1 (a) and 1 (b) are explanatory diagrams showing the steps of a manufacturing method according to the present invention, FIG. 2 is a diagram showing a conventional manufacturing method, FIGS. 1 (a) and 1 (b) correspond to FIGS. FIG. 3 is a schematic view showing the distribution of the concentration of the information writing impurity in the channel region obtained by the manufacturing method of the present invention as compared with the conventional method. FIGS. 4 (a) and 4 (b) show the manufacturing method of the present invention. FIGS. 4 (c) and 4 (d) are explanatory views showing a configuration relating to a mask displacement in a conventional method.

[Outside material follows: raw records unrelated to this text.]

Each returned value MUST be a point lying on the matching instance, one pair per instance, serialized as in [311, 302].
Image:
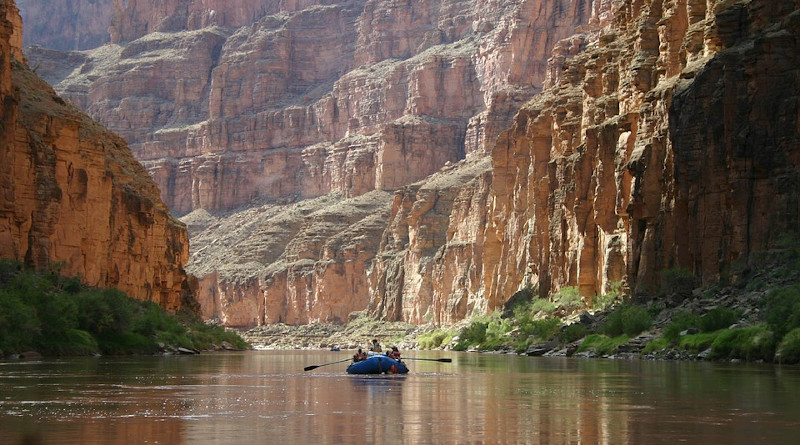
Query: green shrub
[656, 345]
[496, 331]
[568, 298]
[59, 316]
[124, 343]
[18, 323]
[72, 342]
[789, 349]
[697, 342]
[434, 340]
[627, 319]
[781, 309]
[573, 333]
[681, 321]
[751, 343]
[614, 295]
[472, 335]
[542, 329]
[601, 344]
[542, 305]
[718, 318]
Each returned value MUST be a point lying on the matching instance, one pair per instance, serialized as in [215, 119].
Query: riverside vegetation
[751, 314]
[58, 316]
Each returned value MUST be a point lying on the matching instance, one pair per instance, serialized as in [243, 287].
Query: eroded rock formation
[670, 140]
[72, 193]
[381, 135]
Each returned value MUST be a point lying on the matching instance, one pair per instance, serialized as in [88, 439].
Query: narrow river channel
[265, 397]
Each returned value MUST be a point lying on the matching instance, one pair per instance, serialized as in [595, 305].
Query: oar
[443, 360]
[309, 368]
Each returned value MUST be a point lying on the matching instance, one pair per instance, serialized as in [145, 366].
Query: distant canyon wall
[227, 103]
[72, 193]
[425, 163]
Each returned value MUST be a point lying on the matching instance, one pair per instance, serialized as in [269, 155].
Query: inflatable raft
[378, 364]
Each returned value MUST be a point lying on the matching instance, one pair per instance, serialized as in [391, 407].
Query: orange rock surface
[72, 193]
[425, 160]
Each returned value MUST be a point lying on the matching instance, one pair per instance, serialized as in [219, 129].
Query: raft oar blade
[442, 360]
[309, 368]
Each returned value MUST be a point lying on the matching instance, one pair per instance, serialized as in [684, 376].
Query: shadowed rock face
[72, 193]
[654, 149]
[294, 103]
[377, 139]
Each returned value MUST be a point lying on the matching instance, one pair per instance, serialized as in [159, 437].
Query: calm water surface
[264, 397]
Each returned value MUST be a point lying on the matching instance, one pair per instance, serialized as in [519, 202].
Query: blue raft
[378, 364]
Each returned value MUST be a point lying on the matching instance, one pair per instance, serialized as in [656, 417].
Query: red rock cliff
[72, 193]
[670, 140]
[666, 136]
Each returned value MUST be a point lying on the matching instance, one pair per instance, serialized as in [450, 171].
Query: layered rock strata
[231, 103]
[67, 24]
[71, 192]
[666, 138]
[669, 141]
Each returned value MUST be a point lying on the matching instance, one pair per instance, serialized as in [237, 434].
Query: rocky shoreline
[745, 299]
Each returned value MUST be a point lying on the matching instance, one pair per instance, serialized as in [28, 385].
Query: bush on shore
[58, 316]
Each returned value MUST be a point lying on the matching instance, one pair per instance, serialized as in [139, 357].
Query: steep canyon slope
[278, 106]
[72, 193]
[371, 150]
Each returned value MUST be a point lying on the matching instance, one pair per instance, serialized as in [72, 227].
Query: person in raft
[359, 356]
[394, 353]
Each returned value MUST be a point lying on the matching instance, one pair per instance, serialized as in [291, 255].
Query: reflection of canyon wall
[71, 192]
[665, 137]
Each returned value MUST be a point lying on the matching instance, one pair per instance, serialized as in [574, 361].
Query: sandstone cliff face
[231, 103]
[666, 137]
[66, 24]
[72, 192]
[655, 149]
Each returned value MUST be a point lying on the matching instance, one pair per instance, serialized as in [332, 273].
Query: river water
[265, 397]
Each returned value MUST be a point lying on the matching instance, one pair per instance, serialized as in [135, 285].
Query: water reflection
[265, 397]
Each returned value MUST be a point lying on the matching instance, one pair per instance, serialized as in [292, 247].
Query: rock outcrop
[67, 24]
[234, 103]
[670, 140]
[71, 192]
[373, 145]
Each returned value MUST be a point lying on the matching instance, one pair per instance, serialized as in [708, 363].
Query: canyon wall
[669, 141]
[253, 105]
[426, 162]
[71, 192]
[67, 24]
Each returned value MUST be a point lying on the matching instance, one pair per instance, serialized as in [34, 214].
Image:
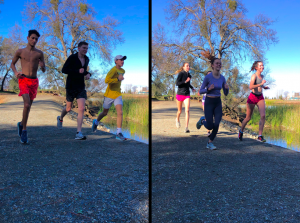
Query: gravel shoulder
[241, 181]
[59, 179]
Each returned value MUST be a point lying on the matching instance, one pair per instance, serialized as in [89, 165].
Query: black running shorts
[72, 94]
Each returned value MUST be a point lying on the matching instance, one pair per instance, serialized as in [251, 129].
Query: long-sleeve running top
[183, 88]
[113, 89]
[218, 84]
[75, 80]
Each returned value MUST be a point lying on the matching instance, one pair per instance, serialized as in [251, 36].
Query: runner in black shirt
[76, 68]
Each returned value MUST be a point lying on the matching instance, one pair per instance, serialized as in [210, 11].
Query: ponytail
[254, 65]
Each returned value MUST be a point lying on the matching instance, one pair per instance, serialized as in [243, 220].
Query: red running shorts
[28, 86]
[254, 99]
[181, 97]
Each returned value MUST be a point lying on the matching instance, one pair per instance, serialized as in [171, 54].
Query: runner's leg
[262, 111]
[102, 114]
[218, 117]
[66, 109]
[81, 104]
[209, 112]
[250, 108]
[26, 110]
[187, 111]
[179, 107]
[120, 115]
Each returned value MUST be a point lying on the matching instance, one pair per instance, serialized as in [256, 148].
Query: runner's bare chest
[82, 60]
[30, 57]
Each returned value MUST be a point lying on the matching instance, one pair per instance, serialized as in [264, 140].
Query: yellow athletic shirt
[113, 89]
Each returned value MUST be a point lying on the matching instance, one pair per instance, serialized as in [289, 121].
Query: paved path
[59, 179]
[244, 181]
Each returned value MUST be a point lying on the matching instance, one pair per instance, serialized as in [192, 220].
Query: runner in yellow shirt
[113, 95]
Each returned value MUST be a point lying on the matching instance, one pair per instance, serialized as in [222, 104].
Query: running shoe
[79, 136]
[94, 126]
[208, 134]
[210, 146]
[240, 135]
[59, 123]
[261, 139]
[187, 130]
[177, 123]
[200, 122]
[20, 128]
[24, 138]
[120, 137]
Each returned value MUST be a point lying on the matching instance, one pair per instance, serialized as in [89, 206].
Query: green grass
[134, 108]
[286, 116]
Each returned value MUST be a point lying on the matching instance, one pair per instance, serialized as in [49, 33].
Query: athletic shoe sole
[24, 142]
[121, 139]
[19, 129]
[59, 123]
[94, 125]
[207, 147]
[77, 138]
[198, 125]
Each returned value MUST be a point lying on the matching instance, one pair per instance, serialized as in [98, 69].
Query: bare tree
[8, 47]
[222, 27]
[63, 24]
[165, 62]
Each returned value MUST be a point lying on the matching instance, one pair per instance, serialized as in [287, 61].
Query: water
[280, 137]
[283, 138]
[130, 129]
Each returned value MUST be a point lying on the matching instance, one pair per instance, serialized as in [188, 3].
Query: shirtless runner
[30, 58]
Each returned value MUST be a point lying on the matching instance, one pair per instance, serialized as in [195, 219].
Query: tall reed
[136, 109]
[286, 116]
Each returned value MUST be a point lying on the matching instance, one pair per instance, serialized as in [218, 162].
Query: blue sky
[283, 58]
[134, 16]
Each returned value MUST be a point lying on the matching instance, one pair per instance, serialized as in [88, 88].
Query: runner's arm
[204, 87]
[14, 61]
[190, 83]
[42, 63]
[179, 80]
[109, 77]
[226, 91]
[252, 81]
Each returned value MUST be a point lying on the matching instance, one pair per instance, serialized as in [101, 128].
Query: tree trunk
[2, 85]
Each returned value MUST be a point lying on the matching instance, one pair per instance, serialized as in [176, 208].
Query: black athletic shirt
[183, 88]
[75, 80]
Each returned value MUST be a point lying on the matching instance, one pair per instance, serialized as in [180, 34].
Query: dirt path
[244, 181]
[59, 179]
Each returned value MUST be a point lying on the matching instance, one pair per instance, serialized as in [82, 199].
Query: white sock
[119, 130]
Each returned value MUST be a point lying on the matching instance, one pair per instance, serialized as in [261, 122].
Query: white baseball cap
[120, 57]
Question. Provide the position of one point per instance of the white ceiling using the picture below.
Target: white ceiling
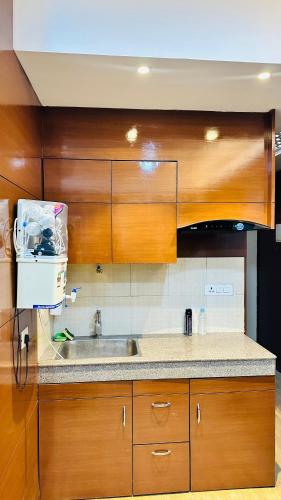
(220, 30)
(86, 53)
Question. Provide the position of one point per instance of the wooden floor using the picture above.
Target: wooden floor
(252, 494)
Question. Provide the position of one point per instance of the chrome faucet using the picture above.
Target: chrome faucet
(98, 325)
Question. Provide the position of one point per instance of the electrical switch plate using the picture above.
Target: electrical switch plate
(221, 289)
(22, 336)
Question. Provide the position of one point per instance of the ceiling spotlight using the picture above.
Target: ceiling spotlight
(132, 135)
(264, 76)
(211, 134)
(143, 70)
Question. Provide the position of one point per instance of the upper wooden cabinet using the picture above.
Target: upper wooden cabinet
(233, 167)
(77, 180)
(144, 181)
(89, 231)
(144, 233)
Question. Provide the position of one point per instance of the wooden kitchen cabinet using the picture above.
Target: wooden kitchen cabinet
(232, 436)
(232, 168)
(144, 233)
(161, 468)
(77, 180)
(86, 448)
(161, 418)
(89, 230)
(144, 181)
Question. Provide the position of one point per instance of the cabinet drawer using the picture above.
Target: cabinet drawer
(84, 390)
(169, 386)
(161, 418)
(161, 469)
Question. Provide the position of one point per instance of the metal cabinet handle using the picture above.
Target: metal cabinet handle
(162, 404)
(198, 411)
(124, 416)
(161, 453)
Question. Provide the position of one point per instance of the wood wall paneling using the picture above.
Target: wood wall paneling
(20, 177)
(144, 181)
(144, 233)
(77, 180)
(32, 477)
(89, 227)
(12, 482)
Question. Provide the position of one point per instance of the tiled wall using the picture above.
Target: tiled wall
(144, 299)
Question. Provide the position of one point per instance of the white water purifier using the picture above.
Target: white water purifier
(40, 238)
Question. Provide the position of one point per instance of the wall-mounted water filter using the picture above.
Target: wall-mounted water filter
(40, 239)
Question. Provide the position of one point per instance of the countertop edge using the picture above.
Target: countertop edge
(141, 371)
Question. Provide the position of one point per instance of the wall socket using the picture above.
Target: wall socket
(221, 289)
(22, 337)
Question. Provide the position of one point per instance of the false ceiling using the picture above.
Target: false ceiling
(202, 55)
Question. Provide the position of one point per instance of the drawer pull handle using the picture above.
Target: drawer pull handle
(198, 413)
(124, 416)
(161, 453)
(164, 404)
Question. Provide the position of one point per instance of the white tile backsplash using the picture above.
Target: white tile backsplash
(149, 279)
(146, 299)
(187, 276)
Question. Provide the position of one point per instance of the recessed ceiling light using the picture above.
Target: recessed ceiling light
(143, 70)
(264, 76)
(211, 134)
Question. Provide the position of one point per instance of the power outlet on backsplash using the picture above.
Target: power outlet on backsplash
(221, 289)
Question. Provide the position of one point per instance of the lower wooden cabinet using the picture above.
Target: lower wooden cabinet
(220, 436)
(86, 448)
(232, 440)
(162, 418)
(161, 468)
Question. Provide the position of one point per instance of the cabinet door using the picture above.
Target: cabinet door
(89, 227)
(144, 233)
(232, 440)
(230, 168)
(144, 181)
(86, 448)
(77, 180)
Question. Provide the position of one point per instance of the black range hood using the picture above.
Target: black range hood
(225, 226)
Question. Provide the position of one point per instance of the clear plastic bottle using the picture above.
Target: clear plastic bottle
(202, 321)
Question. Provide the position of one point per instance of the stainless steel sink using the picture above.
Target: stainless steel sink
(99, 348)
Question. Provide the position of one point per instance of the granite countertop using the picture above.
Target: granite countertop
(167, 356)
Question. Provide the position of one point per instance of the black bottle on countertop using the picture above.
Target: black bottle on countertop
(188, 322)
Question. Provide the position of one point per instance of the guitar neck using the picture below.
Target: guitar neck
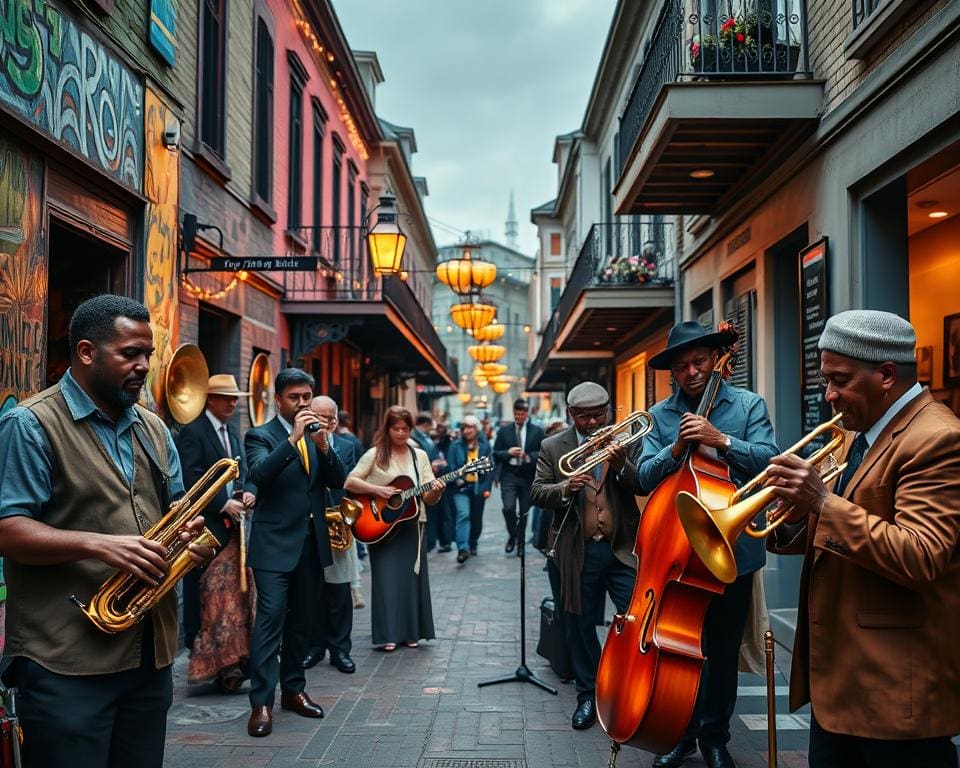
(422, 489)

DESCRIPTION OF SYMBOLS 1 ... Silicon semiconductor substrate, 2 ... Oxide film, 3 ... Source / drain formation mask, 4a, 4b ... Source / drain region, 5 ... Resist layer, 6 ... Channel region, 7 ... Impurity region 7a, 7b... Impurity regions for writing information.

Claims (1)

(57) [Claims] 1. A two-bit information storage type transistor element having a channel region below a gate electrode and having independently controlled impurity concentrations at one end and the other end of the channel region is formed on a plurality of substrates. A mask ROM is manufactured, and the control of the impurity concentration at one end side and / or the other end side of the channel region is performed by implanting impurity ions in a state where the mask is provided on the channel region. This ion implantation causes impurity ions to be injected from one end and / or the other end of the mask with respect to the normal to the substrate, respectively.
Irradiation is performed by inclining in the channel direction at an inclination angle of ゜ 60 °, and a mask is formed on the gate electrode corresponding to the channel region to be ion-implanted and on the gate electrode adjacent to the gate electrode. A method for manufacturing a semiconductor device having an end.